Third, we would emphasize that courts must recognize the wrongfulness of sexual violence even in cases where the degree of physical interference is less pronounced. Of course, increases in the degree of physical interference increase the wrongfulness of the sexual violence. However, sexual violence against children remains inherently wrongful regardless of the degree of physical interference. Specifically, courts must recognize the violence and exploitation in any physical interference of a sexual nature with a child, regardless of whether penetration was involved (see Wright, at p. 150). (at para. 144)

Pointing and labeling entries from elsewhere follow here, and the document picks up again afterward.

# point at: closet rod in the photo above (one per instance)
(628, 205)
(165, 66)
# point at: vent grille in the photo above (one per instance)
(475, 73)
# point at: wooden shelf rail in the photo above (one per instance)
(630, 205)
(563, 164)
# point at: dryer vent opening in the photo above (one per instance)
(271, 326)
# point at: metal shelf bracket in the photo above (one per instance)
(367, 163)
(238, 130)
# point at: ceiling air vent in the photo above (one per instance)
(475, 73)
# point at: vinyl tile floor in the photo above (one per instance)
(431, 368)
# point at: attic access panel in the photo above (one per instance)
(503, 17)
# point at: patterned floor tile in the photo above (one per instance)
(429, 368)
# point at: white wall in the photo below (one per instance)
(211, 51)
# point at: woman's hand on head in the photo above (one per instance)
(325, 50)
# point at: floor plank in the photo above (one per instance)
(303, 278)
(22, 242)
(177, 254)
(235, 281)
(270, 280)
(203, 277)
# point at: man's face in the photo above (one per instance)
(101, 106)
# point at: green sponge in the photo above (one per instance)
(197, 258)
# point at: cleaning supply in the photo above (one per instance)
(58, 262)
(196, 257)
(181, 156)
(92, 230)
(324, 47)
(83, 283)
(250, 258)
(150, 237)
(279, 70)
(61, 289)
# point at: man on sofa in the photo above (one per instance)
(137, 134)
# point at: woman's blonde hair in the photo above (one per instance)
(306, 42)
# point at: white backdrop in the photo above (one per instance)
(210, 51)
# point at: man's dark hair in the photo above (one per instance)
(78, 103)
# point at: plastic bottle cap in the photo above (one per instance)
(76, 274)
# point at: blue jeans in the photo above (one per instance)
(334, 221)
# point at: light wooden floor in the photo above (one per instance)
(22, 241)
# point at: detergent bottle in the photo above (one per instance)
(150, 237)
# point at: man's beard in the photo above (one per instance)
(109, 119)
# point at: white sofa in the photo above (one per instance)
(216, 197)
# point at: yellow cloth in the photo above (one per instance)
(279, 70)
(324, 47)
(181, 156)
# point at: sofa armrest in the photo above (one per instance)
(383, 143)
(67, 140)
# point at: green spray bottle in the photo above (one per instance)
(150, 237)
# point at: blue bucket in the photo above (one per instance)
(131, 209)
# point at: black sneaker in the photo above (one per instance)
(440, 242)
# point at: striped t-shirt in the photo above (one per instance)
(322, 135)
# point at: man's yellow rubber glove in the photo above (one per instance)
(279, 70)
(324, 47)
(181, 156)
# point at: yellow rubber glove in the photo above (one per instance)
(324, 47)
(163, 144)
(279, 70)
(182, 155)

[26] In this case, while the assault did not involve penetration, the impact or the harm to M.C. has been significant. She has problems at school; she attends counselling instead of dance class; she has nightmares, separation anxiety from her mother, and trust issues. I must also consider the future potential harm to her. First, children who are victims of sexual violence may have difficulty forming a loving, caring relationship with another. Second, children may be more prone to engage in sexual violence against children themselves when they reach adulthood. Third, children are more likely to struggle with substance abuse, mental illness, post-traumatic stress disorder, eating disorders, suicidal ideation, self-harming behaviour, anxiety, depression, sleep disturbances, anger, hostility, and poor self-esteem as adult. (at para. 81)
[27] Finally, in my view, the sixth criteria, the victim participation does not apply to this case.
[28] Considering all the applicable criteria leads me to conclude that a lengthier sentence for R.H. is appropriate. He was in a position of trust. M.C. was 4 years old at the time. While the act itself was touching over the clothes, it is clear from the victim impact statements that this incident has had a profound impact or harm upon M.C. and her family.
[29] The mitigating factors are his supportive family, that he has been consistently employed, supports his spouse, has no criminal record and the belated acknowledgment of guilt. I note here that the acknowledgement of guilt is attenuated by his having misled the court at trial.
[30] Ultimately, I agree with the sentence requested by the Crown. The conditional sentence as requested by the defence is simply not acceptable. It has long been repeated by the Court of Appeal, even prior to Friesen, that a conditional sentence should rarely be imposed in cases involving sexual offences against children. (R v DR, [2003] OJ No 561 at para 8 (ONCA)). I would also note that 2 years was the sentence imposed by the Court of Appeal in J.T., 2021 ONCA 392, a case with similar factual circumstances. In J.T., the accused was convicted with having a 6- or 7-year-old girl, his son’s friend, touch his penis. He then invited her to perform fellatio at which point she pulled away and left the room. In J.T. the accused had no prior criminal record, he was a devoted father, and had the support of his family. I am of the view that the case at bar is slightly more aggravating given R.H.’s position in the family and the detrimental impact this offence has on the family relations as a whole.
[31] I impose a sentence of 2 years less a day, 3 years probation, a 161 order, DNA, SOIRA order and 110 order.